The stakes are high. Kids with ADHD are much more likely to grow up and get divorced, lose jobs, be in car accidents, and commit felonies. We don't want to dismiss the biology of the problem as non-existent and focus entirely on behavioral treatments, but we also don't want to throw ritalin at every kid who spazzes out in school. It's a complex issue, a complex and multifaceted disorder, and for a while now I have suspected dietary causes to be the problem for some kids. I've even written articles about it a couple times - mostly reviewing the work of a British group who did a well-designed study of 300 some-odd kids in 2007 called the Southampton Study.
In short, the researchers gave kids in the community (so just a random sample of kids, not particularly any diagnosed with ADHD, though some of them may have been diagnosed with it), in blinded crossover fashion,
placebo drinks or two types of food additive drinks, with washout periods in between drink trials. Kids on the additive-laden drink were significantly more hyper in the reviews of parents, teachers, and independent observers. The additives were food colorings and preservatives that would be easy to find in a lot of brightly colored "food" marketed for children. It is the kind of study that should really make your ears perk up - sure, it ought to be repeated, but the results were pretty definitive. In fact, after this study came out, there were calls for
voluntary bans on the use of artificial colorings in Europe. (When I talk about conventional medicine's lack of support for the idea that diet could possibly be related to mental illness, the title of an article in
Harvard's Mental Health Letter in June 2009, two years after the Southampton Study, was "Diet and Attention Deficit Hyperactivity Disorder - Can some food additives or nutrients affect symptoms? The jury is still out.").

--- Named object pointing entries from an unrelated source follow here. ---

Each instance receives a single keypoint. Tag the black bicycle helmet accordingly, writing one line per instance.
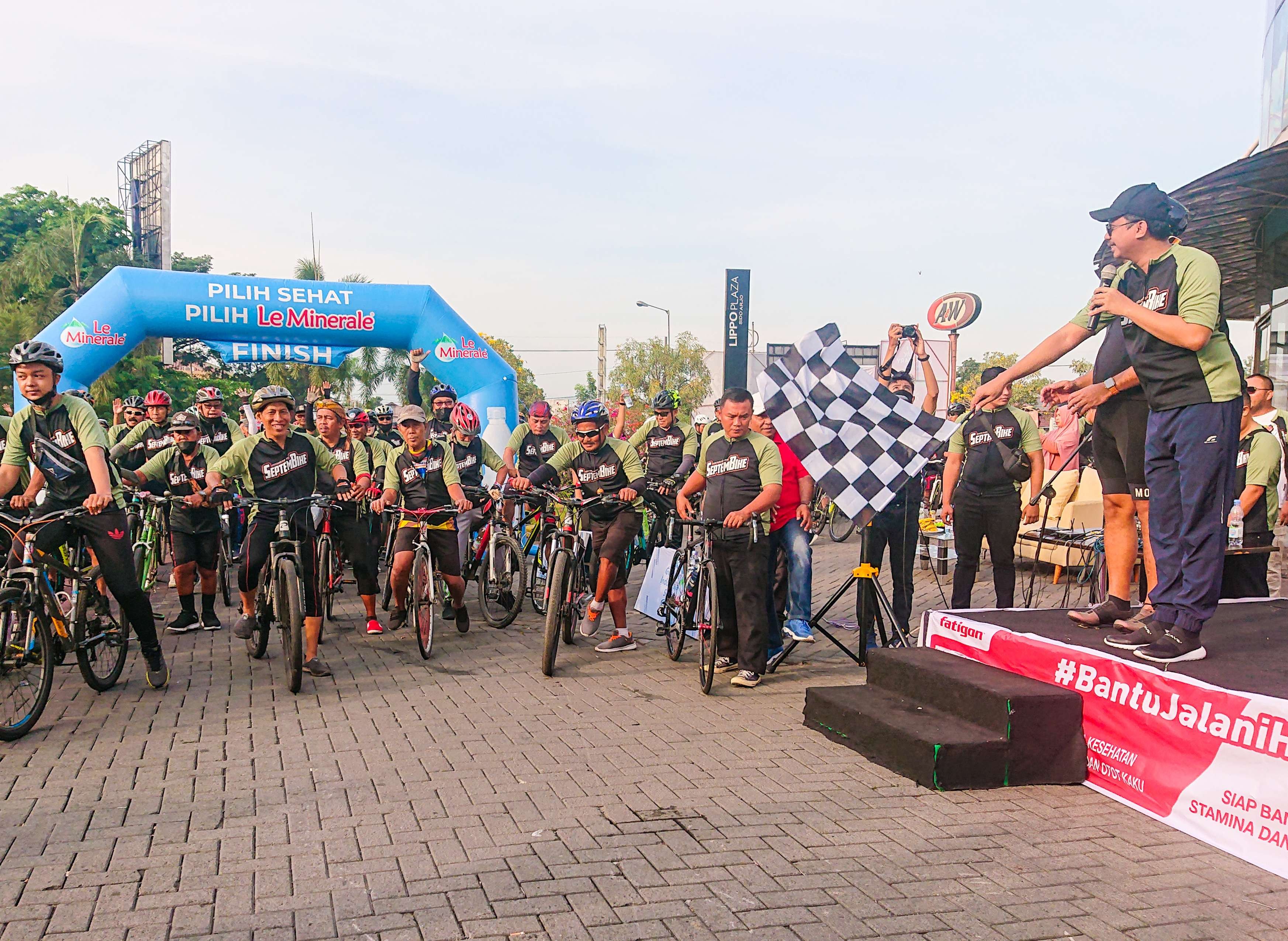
(666, 401)
(37, 351)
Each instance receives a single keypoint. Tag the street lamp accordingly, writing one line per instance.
(640, 303)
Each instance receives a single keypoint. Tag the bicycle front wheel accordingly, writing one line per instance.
(839, 526)
(290, 618)
(500, 582)
(100, 638)
(422, 608)
(557, 600)
(706, 615)
(26, 671)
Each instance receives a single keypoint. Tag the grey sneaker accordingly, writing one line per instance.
(1174, 648)
(616, 644)
(1144, 635)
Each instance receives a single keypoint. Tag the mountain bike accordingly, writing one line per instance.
(571, 574)
(495, 562)
(34, 624)
(280, 599)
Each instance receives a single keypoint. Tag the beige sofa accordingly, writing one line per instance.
(1077, 506)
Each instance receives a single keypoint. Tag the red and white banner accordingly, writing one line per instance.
(1211, 762)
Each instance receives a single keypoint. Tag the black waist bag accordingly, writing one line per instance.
(1015, 463)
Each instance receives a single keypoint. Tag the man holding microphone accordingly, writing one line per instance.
(1167, 301)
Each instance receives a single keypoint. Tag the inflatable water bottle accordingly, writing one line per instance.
(496, 434)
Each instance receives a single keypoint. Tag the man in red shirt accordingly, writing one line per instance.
(789, 538)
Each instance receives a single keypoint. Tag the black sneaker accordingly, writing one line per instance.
(1177, 646)
(182, 623)
(159, 675)
(317, 668)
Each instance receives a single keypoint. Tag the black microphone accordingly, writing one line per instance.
(1107, 280)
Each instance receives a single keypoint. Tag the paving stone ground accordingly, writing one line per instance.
(472, 797)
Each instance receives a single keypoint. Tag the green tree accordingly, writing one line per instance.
(645, 368)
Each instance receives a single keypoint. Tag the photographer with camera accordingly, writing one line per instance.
(898, 524)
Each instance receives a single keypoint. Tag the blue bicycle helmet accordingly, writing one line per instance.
(590, 412)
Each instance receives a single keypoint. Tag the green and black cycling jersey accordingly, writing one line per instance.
(736, 472)
(183, 479)
(220, 434)
(532, 450)
(71, 426)
(665, 449)
(277, 472)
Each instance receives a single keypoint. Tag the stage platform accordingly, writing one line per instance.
(1202, 747)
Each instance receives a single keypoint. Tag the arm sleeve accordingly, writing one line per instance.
(326, 461)
(450, 473)
(154, 468)
(1264, 462)
(1198, 292)
(632, 465)
(771, 462)
(491, 459)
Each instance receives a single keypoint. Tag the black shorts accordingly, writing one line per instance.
(442, 547)
(610, 539)
(201, 548)
(1118, 442)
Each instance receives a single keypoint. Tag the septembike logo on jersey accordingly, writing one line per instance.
(76, 334)
(1268, 735)
(448, 350)
(291, 462)
(731, 465)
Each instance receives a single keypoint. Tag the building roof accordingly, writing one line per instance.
(1229, 214)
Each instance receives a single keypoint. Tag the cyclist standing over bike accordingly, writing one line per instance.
(442, 399)
(742, 475)
(280, 463)
(62, 437)
(670, 450)
(602, 466)
(194, 526)
(422, 475)
(349, 523)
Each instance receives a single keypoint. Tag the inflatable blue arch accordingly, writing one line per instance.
(276, 320)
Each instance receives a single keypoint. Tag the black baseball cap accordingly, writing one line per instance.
(1142, 201)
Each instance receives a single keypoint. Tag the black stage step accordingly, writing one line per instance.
(949, 722)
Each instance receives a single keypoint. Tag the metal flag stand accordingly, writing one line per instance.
(866, 577)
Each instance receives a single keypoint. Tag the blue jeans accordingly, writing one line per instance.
(800, 575)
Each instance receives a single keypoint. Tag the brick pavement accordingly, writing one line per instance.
(472, 797)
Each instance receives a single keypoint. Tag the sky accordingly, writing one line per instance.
(546, 165)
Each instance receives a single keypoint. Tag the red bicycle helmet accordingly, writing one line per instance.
(465, 420)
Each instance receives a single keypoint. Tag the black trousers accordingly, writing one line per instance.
(897, 529)
(742, 591)
(353, 533)
(1245, 577)
(974, 518)
(108, 535)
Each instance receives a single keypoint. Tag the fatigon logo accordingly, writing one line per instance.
(448, 350)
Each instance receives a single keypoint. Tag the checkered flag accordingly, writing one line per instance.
(860, 441)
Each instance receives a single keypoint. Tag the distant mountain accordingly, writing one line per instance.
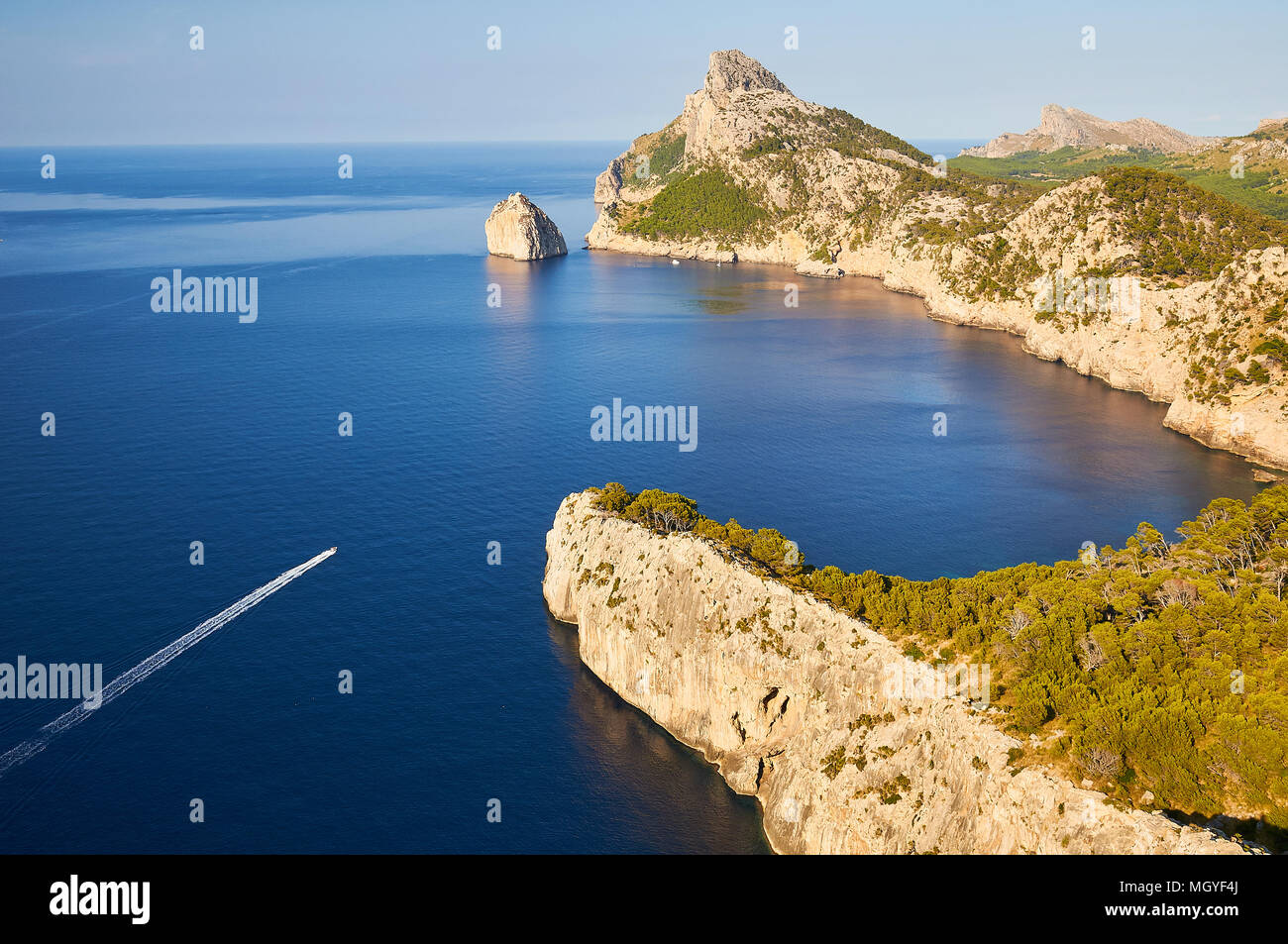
(1063, 128)
(1196, 317)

Well, the British researchers continued to dig deeper into the results of the Southampton Study, and in 2010 they published another study in The American Journal Of Psychiatry (these guys do great work, and get their stuff published in all the premier journals). I wrote specifically about it here - ADHD, Food Additives, and Histamine. Again, in short, the researchers checked out the genetics of the same kids from the Southampton Study, and found that kids who were made more hyper by the food additives were significantly more likely to have certain problems with genes regulating their histamine system. Anyone who has ever taken a benadryl for swollen eyes and a runny nose on a pollen-laden spring day will know what histamine is, more or less. Our bodies release it in response to some sort of allergenic stimulus. I made the point in my blog that the Southampton study seems to show us that, indeed, in some children (not all!), ADHD symptoms are a food allergy.